1 Instruction pastorale de Mgr l'Évêque de Langres, sur le chant de l'Église. —

1846.

Combien la restauration du chant ecclésiastique serait prompte et complète, si ces éloquentes paroles étaient partout entendues, si l'on mettait partout en pratique ces sages avis! - Et, s'il nous est permis d'exprimer ce désir, nous ajouterons : Puissent-elles ètre entendues et méditées dans certains séminaires où l'on n'étudie sérieusement ni le chant, ni même la liturgie. Alors on n'aura plus sous les yeux ce triste spectacle de prêtres, d'ailleurs recommandables, accomplissant sans dignité les fonctions les plus augustes, parce qu'ils ne savent pas chanter une Préface ou une Oraison; mais tous, rivalisant de zèle, rendront au culte divin cette splendeur qu'il avait dans les siècles chrétiens, et qu'il a perdue, au détriment de la foi des peuples, et de leur grandeur morale.

CONCLUSION.

Nous n'avons pas voulu faire un livre sur le chant ecclésiastique, examiner et traiter à fond les questions de tout genre, théoriques, historiques, etc., que soulève un pareil sujet; nous avons voulu seulement exposer, en quelques pages, nos principes, notre but, la marche que nous avons suivie, les sources où nous avons puisé, l'usage que nous avons fait des divers documents que nous avions entre les mains.

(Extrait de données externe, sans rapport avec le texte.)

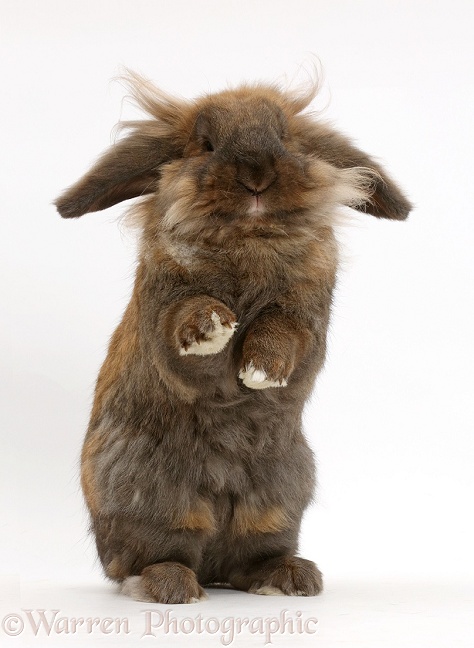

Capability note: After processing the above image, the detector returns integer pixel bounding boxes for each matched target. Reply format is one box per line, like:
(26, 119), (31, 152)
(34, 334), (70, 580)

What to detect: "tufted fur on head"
(56, 73), (410, 603)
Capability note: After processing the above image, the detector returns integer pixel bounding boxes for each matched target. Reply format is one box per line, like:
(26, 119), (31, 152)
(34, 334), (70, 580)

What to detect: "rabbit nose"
(237, 174), (276, 196)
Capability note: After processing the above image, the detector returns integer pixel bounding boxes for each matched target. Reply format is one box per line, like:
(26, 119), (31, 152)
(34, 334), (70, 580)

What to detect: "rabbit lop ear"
(304, 124), (412, 220)
(55, 132), (175, 218)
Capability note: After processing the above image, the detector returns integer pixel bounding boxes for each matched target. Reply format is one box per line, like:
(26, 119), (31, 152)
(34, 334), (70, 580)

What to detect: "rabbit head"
(56, 73), (410, 247)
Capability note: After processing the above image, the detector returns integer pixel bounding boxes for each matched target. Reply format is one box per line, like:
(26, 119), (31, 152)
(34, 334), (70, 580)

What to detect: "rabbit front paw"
(178, 304), (237, 356)
(239, 360), (288, 389)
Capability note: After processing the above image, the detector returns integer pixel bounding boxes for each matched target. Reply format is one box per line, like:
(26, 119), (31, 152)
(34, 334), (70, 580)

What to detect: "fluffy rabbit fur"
(56, 73), (410, 603)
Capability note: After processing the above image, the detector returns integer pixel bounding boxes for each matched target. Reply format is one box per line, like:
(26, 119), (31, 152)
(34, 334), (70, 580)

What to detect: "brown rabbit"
(56, 74), (411, 603)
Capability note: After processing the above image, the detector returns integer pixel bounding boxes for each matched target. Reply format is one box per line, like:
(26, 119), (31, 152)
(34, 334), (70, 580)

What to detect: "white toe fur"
(239, 362), (288, 389)
(120, 576), (209, 603)
(120, 576), (155, 603)
(180, 311), (237, 355)
(249, 585), (284, 596)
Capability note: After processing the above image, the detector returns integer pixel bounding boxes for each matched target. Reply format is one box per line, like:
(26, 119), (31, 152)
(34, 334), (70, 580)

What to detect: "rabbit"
(55, 72), (411, 604)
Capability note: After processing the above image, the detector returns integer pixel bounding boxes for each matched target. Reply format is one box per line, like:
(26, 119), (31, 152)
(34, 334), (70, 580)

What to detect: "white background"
(0, 0), (474, 647)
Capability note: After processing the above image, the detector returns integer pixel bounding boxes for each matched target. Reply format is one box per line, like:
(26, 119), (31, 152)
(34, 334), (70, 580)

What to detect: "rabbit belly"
(82, 392), (314, 582)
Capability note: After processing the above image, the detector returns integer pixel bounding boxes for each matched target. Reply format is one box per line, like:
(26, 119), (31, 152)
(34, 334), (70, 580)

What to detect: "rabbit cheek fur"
(56, 75), (410, 603)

Nos principes, ils se résument en un seul : éviter tout ce qui sent l'arbitraire et le goût particulier, suivre la tradition en tout et partout; notre but reproduire, autant que possible, le chant grégorien dans sa pureté et sa beauté primitives. Nous n'avons pas pris pour point de départ les manuscrits notés en signes neumatiques; ces signes, très-obscurs pour les anciens, sont aujourd'hui, de l'aveu de tous, des hiéroglyphes indéchiffrables, et leur lecture directe est impossible.

Nous avons laissé ce champ de disputes et d'aventureuses hypothèses, et convaincus que les contemporains de cette notation l'ont bien reproduite dans leurs traductions en points ou en lettres, que s'ils ne l'ont pas fait, on peut encore moins le faire aujourd'hui, nous avons pris le chant liturgique dans les plus anciens manuscrits lisibles. L'unanimité de ces manuscrits nous a donné la preuve assurée de leur communauté d'origine, et les signes neumatiques nous ont livré le secret de quelques-unes des nuances d'exécution.